Wednesday, July 06, 2005

Jaded

Ya know, I've never actually looked up the word jaded in the dictionary and I am going to use it today, so I thought maybe I should. I thought I had a pretty good idea of what it meant, but I had to check and make sure. Just for the record it means exhausted or cynical. Now, the reason for using the word.....
That guy, you know, the one that was FKA MOMD, and I talked Monday night. It had been exactly a year since I stumbled across him after the fireworks down by the riverfront, and he remembered, surprisingly. Anyway, we talked a lot that night. About Texas and, of course, Texas chic, and him and what's been going on and let me say that it took me a year, but after that night, I am SO over it. I had thought that I was before, but now I know with a certainty that there will be no more MOMDs talk until I find a new one. And that, my friends is why I looked up the word. He is definitely jaded. He is not at all the same person that I met a year ago and I don't like it.
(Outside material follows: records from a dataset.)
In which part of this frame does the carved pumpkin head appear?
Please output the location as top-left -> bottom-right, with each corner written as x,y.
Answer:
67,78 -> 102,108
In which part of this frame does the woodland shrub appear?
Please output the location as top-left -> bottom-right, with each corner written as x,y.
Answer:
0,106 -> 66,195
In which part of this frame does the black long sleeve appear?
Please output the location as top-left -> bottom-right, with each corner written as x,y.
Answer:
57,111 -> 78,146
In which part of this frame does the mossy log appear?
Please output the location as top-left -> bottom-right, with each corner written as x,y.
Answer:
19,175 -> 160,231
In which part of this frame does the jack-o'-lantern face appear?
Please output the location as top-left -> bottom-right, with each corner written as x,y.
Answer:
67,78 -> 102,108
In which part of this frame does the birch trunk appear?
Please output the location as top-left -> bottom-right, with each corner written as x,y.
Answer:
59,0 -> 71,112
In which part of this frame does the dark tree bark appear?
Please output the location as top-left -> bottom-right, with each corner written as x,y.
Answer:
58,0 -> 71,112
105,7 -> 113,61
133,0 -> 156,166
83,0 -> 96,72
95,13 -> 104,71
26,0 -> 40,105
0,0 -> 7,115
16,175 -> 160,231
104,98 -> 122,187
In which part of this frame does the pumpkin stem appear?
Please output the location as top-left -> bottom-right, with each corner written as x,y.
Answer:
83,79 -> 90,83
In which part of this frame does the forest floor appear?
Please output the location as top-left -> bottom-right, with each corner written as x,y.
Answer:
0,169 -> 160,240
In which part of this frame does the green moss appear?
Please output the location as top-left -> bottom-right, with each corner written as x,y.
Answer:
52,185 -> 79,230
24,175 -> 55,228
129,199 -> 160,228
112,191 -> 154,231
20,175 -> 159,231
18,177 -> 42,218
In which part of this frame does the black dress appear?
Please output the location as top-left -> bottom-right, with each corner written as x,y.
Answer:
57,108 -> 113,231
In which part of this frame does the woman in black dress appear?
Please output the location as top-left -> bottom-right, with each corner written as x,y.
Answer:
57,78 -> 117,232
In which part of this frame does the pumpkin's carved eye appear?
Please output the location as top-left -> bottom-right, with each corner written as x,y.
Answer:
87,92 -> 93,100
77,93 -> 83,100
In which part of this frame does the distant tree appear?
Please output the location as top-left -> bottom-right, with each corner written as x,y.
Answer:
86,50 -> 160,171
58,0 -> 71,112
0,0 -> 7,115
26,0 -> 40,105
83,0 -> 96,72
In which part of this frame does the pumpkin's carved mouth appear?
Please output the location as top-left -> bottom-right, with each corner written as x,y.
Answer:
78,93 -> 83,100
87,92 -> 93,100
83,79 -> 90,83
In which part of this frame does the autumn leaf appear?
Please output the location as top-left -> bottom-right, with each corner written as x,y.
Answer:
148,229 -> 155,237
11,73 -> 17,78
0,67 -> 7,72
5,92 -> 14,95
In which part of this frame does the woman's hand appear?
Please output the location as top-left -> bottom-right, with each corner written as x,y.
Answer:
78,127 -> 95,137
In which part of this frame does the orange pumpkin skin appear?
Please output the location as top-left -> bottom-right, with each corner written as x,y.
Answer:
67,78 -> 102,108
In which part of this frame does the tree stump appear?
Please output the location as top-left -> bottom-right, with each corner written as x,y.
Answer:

For example....he was talking about how rough he's had it the past year...ya know, broke off an engagement to a girl that he couldn't stand, got his heart broken for the first time (he attributes that one to me), and moved to Texas to live with an alcoholic, jeaslous, psycho woman that he barely knew. Now, all in all, in my opinion, he hasn't had it real rough, but he really had the balls to say "You go through what I've been through the last year and then tell me how you feel." OMG! Are you kidding me? Try finding out that the love of your life (and husband who swore to be with you until death do you part) is cheating on you with an ugly girl with a big fat settlement. Then, recovering from that financial train wreck that was my life, and living with your yonger brothers. Are you serious? You try on my size nines and then tell me. So, now he hates all women. He has decided that unless they're family or married, or siginifcantly othered, he just doesn't like them. I'd say that fits in well with the whole idea of jaded. I was just shocked. Maybe he wasn't exactly who I thought he was. Maybe I gave him more credit than I should have. Maybe I wanted him to be the way I thought he was so badly, it was just me who saw it. I don't know, but whatever it was, I'm done. Don't have time for all that. I'm a busy girl with places to go and people to see and if he wants to stay stuck in the past, cryin over "what's been done to him" then he can be there alone. I've been there, done that, bought the t-shirt, and burnt it. But in the end I'm not going back and at least I know that "jaded" doesn't fit me.